新刊の棚で有川浩の名前だけ目に止め、とくにテンションが上がることもなく普通に買って、近くの喫茶店に入ってコーヒーを頼む間にふと気付いた。ん? 有川浩? 『図書館』シリーズの人だっけ? え!? やっと回路が繋がって読みさしの本はそのままに買ったばかりのこの本を開いた。最近はぼんやりしていて困る。少し前というか一二年前だったら好きな作家の新刊が出る日とか把握してたのになぁ。
というグチはどうでもいいとして、これって実は有川浩の初のシリーズ外の連作短編集? 自衛隊モノと図書館モノにリンクしない作品ってなかったよね。『クジラの彼』はほとんどスピンオフだったし、『レインツリー』は世界こそ重ならないもののいわゆる作中作みたいなもんだし。うわこれって作者にとっても読者にとっても新境地じゃないのと思ったあたりでやっとテンションが上がってきて、ついでにそのころにはすでに読み出していたこの沿線の世界に入り込んでいた。
これから読む人、電車の中で読むことをオススメします。


表題ママ、『阪急電車』ですれ違う、もしくは出会ってしまう、小さなドラマをリンクさせた連作短編集。なんというか、ここで描かれるのは『人情』なんですよ。「袖振り合うも多生の縁」はまた少し意味が違うのかもしれないけど、ただ隣り合う、もしくは電車という微妙な密室だからこそ生まれるドラマが、読んでいて何とも心地よい。
電車に乗るという「日常」の中の「非日常」が上手い具合に切り取られてるんですね。そりゃ正直ないと思いますよ。逆にこんなにいい出会いがあるのならぜひにでも乗りたい阪急電車! 下手すりゃあっさり斬り捨てられそうな都合のいいリンクさえも許してしまうのは、相反するリアリティーとドラマチックな展開に引き込まれるからなんだろう。

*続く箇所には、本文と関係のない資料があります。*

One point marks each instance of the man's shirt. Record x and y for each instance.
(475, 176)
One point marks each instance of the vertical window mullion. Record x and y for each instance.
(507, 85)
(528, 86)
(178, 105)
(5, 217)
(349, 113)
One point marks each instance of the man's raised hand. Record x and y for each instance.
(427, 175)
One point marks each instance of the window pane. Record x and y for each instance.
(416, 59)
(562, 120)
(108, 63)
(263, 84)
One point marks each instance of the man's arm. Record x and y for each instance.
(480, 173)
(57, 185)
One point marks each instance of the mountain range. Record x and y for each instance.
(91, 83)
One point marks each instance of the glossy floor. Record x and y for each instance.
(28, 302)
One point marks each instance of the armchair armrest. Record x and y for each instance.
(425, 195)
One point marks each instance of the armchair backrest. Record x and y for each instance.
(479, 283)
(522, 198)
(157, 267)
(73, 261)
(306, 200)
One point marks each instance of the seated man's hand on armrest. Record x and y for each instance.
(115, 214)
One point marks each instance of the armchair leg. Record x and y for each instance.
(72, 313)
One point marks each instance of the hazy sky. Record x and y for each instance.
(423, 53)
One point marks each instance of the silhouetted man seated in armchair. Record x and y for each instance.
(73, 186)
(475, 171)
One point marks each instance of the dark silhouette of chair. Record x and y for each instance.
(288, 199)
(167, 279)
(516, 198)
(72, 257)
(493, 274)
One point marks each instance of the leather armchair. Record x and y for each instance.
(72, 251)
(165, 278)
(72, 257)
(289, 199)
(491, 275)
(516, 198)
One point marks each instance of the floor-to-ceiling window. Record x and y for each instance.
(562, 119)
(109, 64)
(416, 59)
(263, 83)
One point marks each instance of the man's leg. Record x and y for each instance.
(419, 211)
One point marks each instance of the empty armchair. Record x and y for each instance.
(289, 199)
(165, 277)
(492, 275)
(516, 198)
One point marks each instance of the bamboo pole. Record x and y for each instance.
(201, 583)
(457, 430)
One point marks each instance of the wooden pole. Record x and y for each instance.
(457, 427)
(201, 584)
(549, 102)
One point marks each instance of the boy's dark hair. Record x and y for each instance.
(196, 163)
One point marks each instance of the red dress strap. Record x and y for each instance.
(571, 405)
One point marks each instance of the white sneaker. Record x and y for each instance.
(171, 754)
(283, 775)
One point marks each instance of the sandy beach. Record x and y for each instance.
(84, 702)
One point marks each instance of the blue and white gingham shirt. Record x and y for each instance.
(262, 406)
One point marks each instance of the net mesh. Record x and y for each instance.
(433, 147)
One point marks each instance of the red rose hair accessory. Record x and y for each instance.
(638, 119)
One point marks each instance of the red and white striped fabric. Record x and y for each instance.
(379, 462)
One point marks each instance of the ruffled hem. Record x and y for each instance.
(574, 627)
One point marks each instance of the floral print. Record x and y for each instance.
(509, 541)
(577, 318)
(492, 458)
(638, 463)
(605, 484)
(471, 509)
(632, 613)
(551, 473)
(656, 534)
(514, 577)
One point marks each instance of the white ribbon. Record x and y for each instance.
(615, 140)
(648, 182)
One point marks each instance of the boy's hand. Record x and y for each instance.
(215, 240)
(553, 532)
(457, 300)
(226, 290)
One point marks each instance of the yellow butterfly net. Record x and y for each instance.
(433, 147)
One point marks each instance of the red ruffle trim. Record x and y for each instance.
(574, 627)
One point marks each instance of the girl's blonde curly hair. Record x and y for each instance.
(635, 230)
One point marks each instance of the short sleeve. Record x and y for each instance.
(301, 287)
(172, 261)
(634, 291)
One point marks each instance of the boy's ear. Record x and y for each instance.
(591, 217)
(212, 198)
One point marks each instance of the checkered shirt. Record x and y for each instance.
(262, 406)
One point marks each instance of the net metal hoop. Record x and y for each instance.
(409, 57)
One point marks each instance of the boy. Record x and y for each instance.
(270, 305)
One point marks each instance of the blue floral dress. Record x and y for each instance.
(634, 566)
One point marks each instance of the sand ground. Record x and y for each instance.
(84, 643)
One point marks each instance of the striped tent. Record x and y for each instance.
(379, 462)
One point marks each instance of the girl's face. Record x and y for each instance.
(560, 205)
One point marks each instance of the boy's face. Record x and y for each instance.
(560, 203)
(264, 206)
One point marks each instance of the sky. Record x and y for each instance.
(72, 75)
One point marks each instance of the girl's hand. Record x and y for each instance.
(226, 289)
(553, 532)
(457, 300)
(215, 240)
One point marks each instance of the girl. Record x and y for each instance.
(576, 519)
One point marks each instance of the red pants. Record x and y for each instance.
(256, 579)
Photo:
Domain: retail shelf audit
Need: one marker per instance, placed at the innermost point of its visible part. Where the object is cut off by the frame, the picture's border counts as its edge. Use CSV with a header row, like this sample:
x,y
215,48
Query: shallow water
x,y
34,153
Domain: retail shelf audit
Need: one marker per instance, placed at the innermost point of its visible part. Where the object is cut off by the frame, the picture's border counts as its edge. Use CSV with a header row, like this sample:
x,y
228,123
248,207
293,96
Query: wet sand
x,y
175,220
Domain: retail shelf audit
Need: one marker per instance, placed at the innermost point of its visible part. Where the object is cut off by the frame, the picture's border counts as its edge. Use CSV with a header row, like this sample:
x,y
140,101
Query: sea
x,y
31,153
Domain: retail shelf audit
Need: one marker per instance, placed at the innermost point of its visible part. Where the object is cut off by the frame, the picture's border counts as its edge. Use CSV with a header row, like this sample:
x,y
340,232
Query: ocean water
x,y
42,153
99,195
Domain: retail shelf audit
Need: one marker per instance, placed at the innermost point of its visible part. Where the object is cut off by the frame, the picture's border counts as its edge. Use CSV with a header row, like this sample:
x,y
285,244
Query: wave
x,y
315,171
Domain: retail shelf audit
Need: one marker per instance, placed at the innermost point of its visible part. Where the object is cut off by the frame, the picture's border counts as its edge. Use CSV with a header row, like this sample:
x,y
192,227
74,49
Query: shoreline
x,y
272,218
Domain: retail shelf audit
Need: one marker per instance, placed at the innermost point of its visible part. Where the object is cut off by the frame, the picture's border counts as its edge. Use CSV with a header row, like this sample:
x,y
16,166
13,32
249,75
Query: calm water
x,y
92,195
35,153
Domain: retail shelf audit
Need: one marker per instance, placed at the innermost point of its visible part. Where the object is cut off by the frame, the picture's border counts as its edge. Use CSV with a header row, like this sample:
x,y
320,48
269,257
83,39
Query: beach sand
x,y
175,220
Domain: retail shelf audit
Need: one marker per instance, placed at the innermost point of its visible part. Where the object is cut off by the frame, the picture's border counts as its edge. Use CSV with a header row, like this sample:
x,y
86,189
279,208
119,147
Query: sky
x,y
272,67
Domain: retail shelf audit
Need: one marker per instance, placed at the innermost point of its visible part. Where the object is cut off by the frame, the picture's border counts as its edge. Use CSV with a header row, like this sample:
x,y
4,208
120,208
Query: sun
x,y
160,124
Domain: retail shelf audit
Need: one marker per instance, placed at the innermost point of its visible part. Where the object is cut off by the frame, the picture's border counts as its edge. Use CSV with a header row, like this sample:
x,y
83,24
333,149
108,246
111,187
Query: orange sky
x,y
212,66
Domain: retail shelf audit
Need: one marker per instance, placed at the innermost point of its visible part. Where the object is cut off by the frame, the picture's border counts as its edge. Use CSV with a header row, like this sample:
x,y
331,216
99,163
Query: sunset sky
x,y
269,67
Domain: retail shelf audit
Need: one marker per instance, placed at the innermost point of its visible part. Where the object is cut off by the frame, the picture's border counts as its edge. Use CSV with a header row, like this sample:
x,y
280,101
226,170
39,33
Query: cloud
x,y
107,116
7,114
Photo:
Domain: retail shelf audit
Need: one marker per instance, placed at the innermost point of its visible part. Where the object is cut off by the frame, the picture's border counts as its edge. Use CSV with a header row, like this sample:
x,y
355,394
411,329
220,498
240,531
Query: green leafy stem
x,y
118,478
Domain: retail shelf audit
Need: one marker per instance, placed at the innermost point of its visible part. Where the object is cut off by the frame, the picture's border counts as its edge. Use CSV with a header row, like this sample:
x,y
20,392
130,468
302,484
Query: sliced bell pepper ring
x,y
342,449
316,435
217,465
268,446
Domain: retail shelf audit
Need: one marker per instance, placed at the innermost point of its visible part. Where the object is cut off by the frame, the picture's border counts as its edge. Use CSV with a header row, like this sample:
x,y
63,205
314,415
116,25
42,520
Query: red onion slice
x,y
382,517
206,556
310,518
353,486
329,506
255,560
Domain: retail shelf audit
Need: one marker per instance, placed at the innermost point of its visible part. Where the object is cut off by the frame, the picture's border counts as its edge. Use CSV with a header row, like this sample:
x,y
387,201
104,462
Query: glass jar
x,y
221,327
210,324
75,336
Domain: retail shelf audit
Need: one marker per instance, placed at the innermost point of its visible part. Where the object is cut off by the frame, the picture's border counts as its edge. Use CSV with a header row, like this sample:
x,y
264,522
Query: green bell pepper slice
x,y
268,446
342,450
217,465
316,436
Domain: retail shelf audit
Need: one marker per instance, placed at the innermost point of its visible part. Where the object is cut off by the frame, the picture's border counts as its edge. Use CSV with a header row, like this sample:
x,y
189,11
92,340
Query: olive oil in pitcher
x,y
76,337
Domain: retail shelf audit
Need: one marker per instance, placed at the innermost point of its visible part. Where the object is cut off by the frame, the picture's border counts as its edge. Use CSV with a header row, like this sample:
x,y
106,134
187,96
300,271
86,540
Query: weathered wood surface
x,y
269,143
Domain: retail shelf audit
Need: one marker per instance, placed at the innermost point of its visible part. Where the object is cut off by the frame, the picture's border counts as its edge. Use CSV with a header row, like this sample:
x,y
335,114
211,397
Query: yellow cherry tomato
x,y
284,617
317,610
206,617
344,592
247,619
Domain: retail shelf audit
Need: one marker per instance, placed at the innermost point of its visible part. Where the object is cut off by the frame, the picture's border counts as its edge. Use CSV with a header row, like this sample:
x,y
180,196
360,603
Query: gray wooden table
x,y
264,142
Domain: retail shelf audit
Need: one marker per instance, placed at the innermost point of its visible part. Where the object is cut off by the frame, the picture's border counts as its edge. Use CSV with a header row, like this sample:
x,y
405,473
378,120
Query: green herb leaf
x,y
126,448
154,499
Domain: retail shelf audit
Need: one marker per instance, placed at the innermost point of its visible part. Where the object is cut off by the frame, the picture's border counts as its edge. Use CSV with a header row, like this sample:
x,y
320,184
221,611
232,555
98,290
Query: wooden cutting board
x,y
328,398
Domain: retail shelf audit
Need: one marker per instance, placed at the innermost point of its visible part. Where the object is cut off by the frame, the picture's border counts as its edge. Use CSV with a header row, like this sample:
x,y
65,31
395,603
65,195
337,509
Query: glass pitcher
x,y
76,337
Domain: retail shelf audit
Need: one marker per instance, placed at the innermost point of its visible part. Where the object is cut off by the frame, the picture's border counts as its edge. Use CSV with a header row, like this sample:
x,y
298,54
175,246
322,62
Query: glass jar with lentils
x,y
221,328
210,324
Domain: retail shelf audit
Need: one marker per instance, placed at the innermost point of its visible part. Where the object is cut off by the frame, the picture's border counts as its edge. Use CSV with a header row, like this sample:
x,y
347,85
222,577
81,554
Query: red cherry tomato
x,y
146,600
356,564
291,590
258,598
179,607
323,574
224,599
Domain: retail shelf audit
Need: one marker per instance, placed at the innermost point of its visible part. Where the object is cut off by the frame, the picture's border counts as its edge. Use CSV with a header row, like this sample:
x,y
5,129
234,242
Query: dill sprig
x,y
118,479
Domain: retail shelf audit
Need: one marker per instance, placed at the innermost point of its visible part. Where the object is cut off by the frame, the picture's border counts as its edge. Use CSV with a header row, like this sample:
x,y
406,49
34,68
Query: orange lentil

電車の中で始まる恋、もしくは失恋、新たな出会い、束の間もしくはそれ以上の友情。そうそう巡り会うことはない、じゃあやっぱりファンタジー。でもそれがいい。巡り会う可能性だってあるわけだし。それについつい口元を緩ませる、そんな作品も存在してほしいから。


なぜかわたしが相当高いところからモノを言ってることは自覚してますが、著者は相当腕を上げてきてるなと思いました。短編ひとつでも、そのキャラクターに感情移入させてしまうのはさすが。単純に楽しめる読書があっていいじゃないと、この人の作品を読むといつも思わされる。整合性とかそういうのは他の作家さんに任せて、有川路線を貫いてこちらをただニヤニヤさせてほしい。


繰り返しますがこれから読む人は、積極的に電車の中で読んでください。見慣れた風景が一変すること、約束します。